By the way, Rebecca Moore Howard has long been an articulate critic of the academy's obsession with plagiarism. Alas, her most interesting material isn't online or is behind logins. Here's a short piece from Four-C's and an interesting (though horribly formatted) timeline of ideas about authorship.
posted by rodii at 2:12 PM on December 16, 2001


An intersecting issue is grade-inflation: this NPR TOTN edition featured some comments of interest.

I think there is a "fear factor" that might lead a student to buy a paper, or lean on web site crutches for opinions and sources, instead of reading on their own. But a student's fear is usually borne of misunderstanding the assignment. In a world of experts and new research on the news, students think that an invitation to form their own interpretation is a challenge to act like an expert and use words to push aside confusion to communicate absolute reality.

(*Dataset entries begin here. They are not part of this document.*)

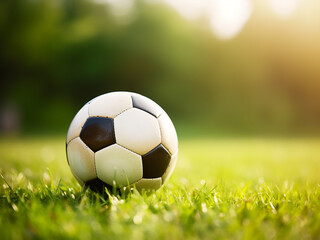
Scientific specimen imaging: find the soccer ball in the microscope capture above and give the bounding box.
[66,92,178,191]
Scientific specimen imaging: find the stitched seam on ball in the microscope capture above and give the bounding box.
[116,143,143,158]
[114,107,133,118]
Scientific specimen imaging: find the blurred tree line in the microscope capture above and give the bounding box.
[0,0,320,134]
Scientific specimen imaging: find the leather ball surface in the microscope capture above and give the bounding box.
[66,92,178,191]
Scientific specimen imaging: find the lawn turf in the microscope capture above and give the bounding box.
[0,137,320,240]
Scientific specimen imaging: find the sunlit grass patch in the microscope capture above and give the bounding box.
[0,138,320,239]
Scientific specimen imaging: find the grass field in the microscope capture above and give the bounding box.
[0,137,320,240]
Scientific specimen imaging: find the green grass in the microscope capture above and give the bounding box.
[0,137,320,240]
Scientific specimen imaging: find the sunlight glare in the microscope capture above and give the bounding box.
[269,0,299,16]
[164,0,206,20]
[210,0,252,40]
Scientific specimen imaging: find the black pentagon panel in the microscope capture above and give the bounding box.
[80,117,116,152]
[142,144,171,178]
[85,178,113,194]
[131,94,163,118]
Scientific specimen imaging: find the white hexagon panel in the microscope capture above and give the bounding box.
[95,144,142,187]
[114,108,161,155]
[89,92,132,118]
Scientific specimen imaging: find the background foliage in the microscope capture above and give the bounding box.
[0,0,320,134]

If that were the case, then students would have a right to be scared. But it never is. I don't know where it comes from, but students think that they don't have opinions, or than anything they could come up with is insignificant. So they go searching for some authority's take on some obscure topic. In point of fact, students do have opinions! Papers are for teaching students to practice arguing for them. They lack self-esteem.

Is it any wonder that students think of paper-writing as an empty performance? We (We Americans, that is!) live in a culture that alternatively despises and cherises intellectualism, but always makes it seem so exotic.